Diffusion Centrality: In contrast to degree centrality–which does only indicate the spread to immediate contacts (neighbours or ego network)–diffusion centrality measures the probability that an individual can spread a property (e.g., information or opinion) across the whole network. For example, in a CSCL setting, students with higher diffusion centrality are those whose contributions are likely to spread by stimulating replies and further replies to the replies and so on; indegree centrality–a measure of replies–would only return the number of replies to the original post, while diffusion centrality would return the cumulative number of downstream replies. To demonstrate the concept, see the imaginary discussion presented in Fig. 1. The student A raises a point for discussion, student B agrees, five other students agree and reply to student B, as such B has the most replies, and therefore the highest degree centrality. However, student C has contributed with a solid piece of information that stimulated a further discussion and argumentation within multiple students and replies. In a knowledge construction process, we are interested in identifying students like C, and those contributions that stimulate argumentations, engagement and co-construction of knowledge in a collaborative learning network. The use of diffusion indices as a base for such analysis offers an explainable, and easy to interpret way to monitor students’ interactions and to visualize their networks than just the counts of interactions, offered by degree centralities.

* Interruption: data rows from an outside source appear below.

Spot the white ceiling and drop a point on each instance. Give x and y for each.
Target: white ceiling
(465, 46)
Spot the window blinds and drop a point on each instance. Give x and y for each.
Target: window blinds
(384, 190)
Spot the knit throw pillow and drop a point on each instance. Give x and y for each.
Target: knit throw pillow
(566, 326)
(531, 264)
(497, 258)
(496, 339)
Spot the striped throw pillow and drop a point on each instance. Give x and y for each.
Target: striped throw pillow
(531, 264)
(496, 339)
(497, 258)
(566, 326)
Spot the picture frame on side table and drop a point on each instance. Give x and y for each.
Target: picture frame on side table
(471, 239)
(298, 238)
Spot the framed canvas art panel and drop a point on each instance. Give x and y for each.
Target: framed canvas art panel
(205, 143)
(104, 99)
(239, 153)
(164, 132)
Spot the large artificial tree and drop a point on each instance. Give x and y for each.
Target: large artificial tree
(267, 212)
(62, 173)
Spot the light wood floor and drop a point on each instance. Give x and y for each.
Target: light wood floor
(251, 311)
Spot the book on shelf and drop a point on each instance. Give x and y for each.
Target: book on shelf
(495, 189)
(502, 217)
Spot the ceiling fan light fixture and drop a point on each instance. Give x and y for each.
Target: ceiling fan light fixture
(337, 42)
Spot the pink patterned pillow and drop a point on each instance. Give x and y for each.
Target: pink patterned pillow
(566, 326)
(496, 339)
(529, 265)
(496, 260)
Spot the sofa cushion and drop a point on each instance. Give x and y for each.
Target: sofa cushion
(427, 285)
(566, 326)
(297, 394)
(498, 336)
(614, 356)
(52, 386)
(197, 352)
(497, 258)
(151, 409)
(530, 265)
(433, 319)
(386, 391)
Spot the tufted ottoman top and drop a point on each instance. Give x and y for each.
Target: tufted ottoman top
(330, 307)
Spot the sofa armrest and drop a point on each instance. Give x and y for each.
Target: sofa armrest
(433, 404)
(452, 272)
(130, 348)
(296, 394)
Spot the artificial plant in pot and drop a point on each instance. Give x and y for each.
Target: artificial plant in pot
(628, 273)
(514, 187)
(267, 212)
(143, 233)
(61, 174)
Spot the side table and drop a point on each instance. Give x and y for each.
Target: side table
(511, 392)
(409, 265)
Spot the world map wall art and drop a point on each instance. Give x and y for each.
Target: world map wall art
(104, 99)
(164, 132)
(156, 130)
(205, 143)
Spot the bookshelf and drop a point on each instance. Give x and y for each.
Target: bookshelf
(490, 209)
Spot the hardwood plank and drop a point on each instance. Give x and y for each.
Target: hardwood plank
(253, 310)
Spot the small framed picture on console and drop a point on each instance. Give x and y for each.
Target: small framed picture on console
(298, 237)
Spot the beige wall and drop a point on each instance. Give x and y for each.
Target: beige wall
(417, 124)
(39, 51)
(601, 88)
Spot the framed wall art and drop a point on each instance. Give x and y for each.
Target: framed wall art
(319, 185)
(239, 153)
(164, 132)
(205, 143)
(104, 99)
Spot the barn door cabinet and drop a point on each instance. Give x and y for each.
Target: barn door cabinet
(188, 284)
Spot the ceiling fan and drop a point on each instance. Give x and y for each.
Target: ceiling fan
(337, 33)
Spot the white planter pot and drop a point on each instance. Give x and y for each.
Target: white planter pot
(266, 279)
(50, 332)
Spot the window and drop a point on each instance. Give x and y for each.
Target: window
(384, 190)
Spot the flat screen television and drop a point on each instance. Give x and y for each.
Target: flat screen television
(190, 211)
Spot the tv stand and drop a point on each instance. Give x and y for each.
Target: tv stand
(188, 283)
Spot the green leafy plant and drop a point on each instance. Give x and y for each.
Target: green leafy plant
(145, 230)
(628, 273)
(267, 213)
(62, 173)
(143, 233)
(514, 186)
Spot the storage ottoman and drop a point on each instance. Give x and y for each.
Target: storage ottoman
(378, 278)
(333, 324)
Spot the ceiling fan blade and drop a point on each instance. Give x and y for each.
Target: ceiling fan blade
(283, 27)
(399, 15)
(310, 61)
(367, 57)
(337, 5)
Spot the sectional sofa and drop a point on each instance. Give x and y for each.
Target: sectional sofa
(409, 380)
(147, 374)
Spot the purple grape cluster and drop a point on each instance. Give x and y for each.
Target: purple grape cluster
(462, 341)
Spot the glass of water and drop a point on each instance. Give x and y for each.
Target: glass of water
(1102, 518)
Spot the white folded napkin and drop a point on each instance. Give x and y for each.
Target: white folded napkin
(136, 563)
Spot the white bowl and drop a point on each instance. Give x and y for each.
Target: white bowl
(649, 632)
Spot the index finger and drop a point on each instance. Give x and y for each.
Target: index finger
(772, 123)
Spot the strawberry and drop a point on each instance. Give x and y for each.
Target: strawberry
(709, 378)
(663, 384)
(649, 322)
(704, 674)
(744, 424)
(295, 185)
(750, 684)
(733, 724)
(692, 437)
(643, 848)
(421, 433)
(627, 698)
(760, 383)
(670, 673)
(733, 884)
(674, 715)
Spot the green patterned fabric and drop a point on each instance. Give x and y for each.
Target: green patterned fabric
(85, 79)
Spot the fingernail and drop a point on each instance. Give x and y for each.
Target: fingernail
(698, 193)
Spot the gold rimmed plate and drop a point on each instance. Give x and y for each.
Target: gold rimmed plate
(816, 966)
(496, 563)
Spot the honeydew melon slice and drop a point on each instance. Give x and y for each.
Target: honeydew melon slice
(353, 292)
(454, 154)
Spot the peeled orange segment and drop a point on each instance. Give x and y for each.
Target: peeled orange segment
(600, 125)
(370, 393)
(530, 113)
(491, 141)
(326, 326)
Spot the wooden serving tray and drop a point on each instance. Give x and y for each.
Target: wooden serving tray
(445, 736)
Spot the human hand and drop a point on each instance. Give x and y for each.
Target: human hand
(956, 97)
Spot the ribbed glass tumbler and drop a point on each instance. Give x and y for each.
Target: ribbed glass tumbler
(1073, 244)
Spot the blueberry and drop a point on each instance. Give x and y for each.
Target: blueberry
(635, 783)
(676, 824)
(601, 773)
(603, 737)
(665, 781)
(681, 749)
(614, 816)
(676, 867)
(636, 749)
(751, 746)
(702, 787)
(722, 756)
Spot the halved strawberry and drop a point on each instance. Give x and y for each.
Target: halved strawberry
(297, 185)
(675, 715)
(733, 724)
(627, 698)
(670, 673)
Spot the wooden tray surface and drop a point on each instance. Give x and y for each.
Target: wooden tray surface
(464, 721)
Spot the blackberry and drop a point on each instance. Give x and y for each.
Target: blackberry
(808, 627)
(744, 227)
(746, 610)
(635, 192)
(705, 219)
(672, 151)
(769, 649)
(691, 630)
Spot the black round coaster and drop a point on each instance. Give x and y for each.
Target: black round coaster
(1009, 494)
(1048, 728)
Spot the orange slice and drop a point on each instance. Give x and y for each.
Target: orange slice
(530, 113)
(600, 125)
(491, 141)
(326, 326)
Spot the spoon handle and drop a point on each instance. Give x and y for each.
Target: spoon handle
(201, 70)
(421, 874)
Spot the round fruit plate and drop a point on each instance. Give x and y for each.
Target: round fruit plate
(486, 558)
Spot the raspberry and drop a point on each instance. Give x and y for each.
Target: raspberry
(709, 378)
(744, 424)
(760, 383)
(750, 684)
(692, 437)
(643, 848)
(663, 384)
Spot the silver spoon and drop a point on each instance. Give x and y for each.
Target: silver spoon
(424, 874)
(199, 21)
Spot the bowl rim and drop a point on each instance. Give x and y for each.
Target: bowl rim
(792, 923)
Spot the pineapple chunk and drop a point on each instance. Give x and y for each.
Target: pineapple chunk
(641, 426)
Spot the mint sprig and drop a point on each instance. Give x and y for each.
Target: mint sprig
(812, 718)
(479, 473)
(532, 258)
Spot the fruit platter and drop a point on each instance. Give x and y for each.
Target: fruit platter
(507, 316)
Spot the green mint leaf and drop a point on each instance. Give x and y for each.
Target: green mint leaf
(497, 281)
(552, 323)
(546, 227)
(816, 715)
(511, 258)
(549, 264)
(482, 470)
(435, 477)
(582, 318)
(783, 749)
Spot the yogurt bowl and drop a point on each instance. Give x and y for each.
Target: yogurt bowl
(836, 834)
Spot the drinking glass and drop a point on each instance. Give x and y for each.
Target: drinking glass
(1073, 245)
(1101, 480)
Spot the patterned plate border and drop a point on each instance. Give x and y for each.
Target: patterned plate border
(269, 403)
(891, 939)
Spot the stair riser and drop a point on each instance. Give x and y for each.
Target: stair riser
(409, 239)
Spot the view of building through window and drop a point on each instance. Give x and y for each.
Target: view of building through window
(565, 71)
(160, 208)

Fig. 1. Fictional conversation among students.

Banerjee et al. [2] demonstrated how diffusion centrality predicts the spread of information about financial solutions in Indian villages and later the adoption of these financial solutions by villagers. They also exhibited how diffusion centrality outperforms the other used methods (e.g., degree and betweenness centralities) in identifying the leaders who influence the spread of information. Scholars have demonstrated the utility of diffusion centralities (DC) in the study of spread of rumours and the identification of the individuals who are best positioned to spread information or rumours [2]. Furthermore, researchers have used diffusion centrality in a variety of contexts confirming the empirical utility of the measure [3].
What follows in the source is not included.